Dune (David Lynch, 1984)
Dino de Laurentiis quería una Star Wars (George Lucas, 1977) con algo de calidad y tentó a David Lynch para filmar la adaptación de la novela de Frank Herbert. Lynch aceptó y filmó una película de (des)venturas espaciales con mucha locura, sangre (negra), criaturas pesadillescas dentro de un marco de epopeya espacial lyncheana. A Laurentiis la versión de Lynch le pareció inapropiada (o sea poco comercial) y empezó a cortar. Pero se sabe que cortar una película de Lynch es correr el riesgo de que la película pierda la atmósfera que el director logra grabar a fuego en cada imágen. Por supuesto, el corte no dejó conforme a Lynch y Dune se convirtió en la película de la cual renegó por siempre.
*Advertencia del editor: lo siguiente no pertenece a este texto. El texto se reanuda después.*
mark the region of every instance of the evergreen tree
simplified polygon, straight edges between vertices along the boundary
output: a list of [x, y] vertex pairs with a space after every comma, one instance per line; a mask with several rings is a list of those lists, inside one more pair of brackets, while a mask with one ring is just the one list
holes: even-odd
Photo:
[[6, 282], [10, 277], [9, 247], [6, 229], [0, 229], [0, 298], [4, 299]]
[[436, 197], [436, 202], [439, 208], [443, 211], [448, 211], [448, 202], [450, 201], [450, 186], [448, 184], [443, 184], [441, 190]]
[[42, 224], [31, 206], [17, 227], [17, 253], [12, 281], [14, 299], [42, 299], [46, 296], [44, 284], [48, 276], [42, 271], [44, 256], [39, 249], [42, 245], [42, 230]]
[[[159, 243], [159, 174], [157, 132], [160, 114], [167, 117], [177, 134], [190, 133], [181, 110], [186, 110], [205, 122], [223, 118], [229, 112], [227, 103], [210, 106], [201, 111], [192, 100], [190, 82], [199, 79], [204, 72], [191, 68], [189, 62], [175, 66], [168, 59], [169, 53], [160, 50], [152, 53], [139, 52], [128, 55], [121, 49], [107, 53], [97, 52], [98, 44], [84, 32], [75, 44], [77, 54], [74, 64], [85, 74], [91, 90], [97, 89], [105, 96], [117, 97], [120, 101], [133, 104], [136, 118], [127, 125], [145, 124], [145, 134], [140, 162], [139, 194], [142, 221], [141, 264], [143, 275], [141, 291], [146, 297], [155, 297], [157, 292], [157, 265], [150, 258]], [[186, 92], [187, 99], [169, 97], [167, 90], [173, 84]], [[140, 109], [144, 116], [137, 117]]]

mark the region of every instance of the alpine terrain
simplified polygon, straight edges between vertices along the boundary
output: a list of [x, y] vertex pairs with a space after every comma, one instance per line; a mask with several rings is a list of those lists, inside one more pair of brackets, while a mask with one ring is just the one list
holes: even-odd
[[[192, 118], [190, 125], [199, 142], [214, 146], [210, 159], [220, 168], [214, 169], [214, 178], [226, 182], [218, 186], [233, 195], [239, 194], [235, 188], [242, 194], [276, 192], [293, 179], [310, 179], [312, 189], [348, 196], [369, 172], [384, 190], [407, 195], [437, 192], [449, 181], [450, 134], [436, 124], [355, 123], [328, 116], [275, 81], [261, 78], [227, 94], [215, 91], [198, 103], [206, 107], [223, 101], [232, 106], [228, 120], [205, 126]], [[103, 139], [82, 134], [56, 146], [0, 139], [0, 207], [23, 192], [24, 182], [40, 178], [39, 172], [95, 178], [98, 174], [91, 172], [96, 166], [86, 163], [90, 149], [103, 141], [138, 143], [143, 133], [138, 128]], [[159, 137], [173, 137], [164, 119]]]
Es verdad: Dune se disfruta sólo por el inimitable estilo lyncheano que Laurentiis no pudo erradicar del todo. Los momentos entre el Barón Vladimir Harkonnen (Kenneth McMillian), Beast Rabban (Paul L. Smith) y Feyd Rautha (Sting) son marcas registradas de Lynch y son por lejos lo más atractivo de la historia. Sin embargo, el tono de cuento fantástico con el que abre la película (la Princesa Irulan (Virginia Madsen) narrando un prólogo que nos pone en situación), los sueños de Paul Atreides (Kyle MacLachlan) y la delirante cabalgata de gusanos apenas salvan a una película que estaba destinada en ser de culto pero terminó siendo un film pesado, solemne e incomprensible (aunque la versión firmada como Allan Smithee, a pesar de presentar a los personajes de manera esquemática, tampoco se entiende mucho). No obstante, Dune no es tan mala como se cree y se puede disfrutar como una contracara algo perversa de la insoportable saga de George Lucas.
¿Qué hubiera pasado sin Dune hubiera sido un éxito? La respuesta: dos años después, Lynch logra el reconocimiento total con Blue Velvet.